つまり、視覚刺激と聴覚刺激が同時に大脳に入り、それに対する指令を大脳が出し、即座に腕や足の筋肉が静止するように働く、という流れです。
もしその司令と筋肉の働くタイミングを間違ってしまうと、それは失敗になります。
失敗を経験した大脳は、違うタイミングで体の動きを止めようとします。
そうして何度か失敗している内に、バッチリのタイミングがつかめてきます。
一旦タイミングがつかめると、鬼に指摘されることなく近づいていくことができるようになります。

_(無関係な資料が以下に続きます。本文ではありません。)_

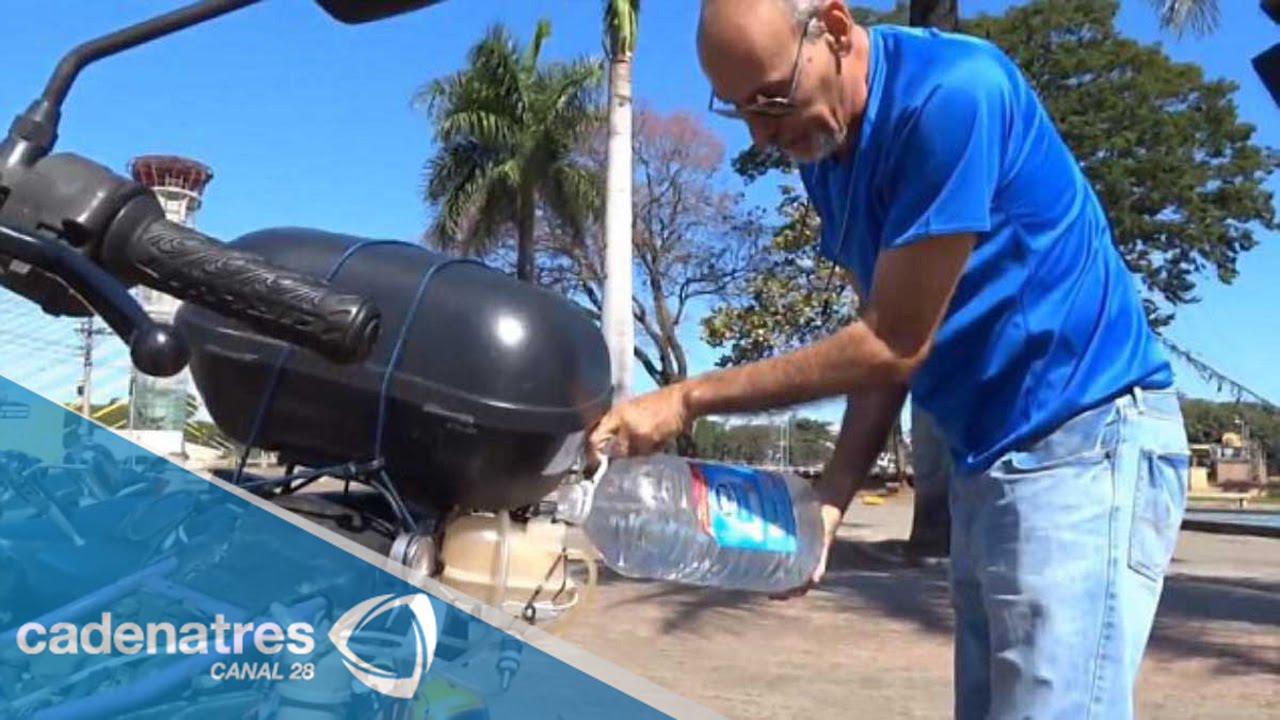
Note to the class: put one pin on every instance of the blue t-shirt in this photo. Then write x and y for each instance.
(1047, 319)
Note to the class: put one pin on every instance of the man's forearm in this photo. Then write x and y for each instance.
(853, 360)
(864, 431)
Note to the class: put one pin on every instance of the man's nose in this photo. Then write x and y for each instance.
(764, 131)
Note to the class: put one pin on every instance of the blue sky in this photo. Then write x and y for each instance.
(309, 122)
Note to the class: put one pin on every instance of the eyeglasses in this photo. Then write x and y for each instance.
(769, 106)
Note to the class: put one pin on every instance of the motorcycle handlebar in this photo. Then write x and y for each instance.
(193, 267)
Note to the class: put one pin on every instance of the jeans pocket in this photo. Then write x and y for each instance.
(1159, 501)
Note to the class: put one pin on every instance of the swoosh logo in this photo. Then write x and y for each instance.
(424, 637)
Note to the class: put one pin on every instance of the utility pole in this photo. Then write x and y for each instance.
(87, 332)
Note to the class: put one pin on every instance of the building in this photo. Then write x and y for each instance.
(159, 408)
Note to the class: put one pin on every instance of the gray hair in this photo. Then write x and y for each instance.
(801, 13)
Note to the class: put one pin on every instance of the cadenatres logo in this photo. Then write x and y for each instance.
(423, 642)
(232, 639)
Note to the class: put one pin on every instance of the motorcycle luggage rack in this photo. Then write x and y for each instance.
(370, 473)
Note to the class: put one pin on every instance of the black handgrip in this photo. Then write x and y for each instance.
(282, 304)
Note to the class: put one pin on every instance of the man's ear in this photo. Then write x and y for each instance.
(839, 24)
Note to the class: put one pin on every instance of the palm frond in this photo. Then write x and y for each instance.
(1180, 16)
(621, 27)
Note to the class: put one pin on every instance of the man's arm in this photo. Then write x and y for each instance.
(910, 295)
(868, 420)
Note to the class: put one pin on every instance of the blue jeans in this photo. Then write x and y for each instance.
(1057, 560)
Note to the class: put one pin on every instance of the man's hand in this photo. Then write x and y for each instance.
(831, 518)
(643, 424)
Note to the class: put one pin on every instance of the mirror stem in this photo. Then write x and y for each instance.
(33, 133)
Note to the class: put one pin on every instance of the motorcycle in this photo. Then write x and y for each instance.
(442, 402)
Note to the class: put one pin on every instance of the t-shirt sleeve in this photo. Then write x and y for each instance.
(947, 158)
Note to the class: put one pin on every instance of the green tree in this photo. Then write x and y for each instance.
(812, 442)
(693, 241)
(1162, 145)
(1182, 16)
(506, 128)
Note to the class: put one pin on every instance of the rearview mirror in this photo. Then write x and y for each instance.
(355, 12)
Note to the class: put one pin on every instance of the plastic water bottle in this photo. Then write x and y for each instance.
(702, 523)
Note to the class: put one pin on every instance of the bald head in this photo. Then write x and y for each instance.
(803, 53)
(745, 40)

だから大人になってからだるまさんがころんだで遊んでも、子どもの頃のように止まるタイミングがうまく行かず、グラグラしてしまう、ということも少ないわけです。
このように子どもは、遊びの中で体を使うタイミングや力加減の失敗を繰り返しながら学習していっているのです。
外遊びをすることは力を強くするだけではなく、脳の発達も同時に行っているのです。
そして子どもの頃に学習した経験は大人になっても忘れることなく小脳の中に記憶されているのです。
もちろん遊びだけではなく、姿勢の発達にもこのような小脳の学習効果があると考えられます。
良い姿勢を子どもの頃に学習すれば、大人になってからも良い姿勢を保つことができるといえます。
小脳の長期抑制が姿勢にも関係しているのです。
なお、小脳は7歳頃までに完成すると言われています。
7歳頃までに発達した小脳で一生過ごしていくことになるのです。
だからこそ幼児期に失敗を含めた経験学習をさせ、小脳の機能を最大限に発達させることが大切になるのです。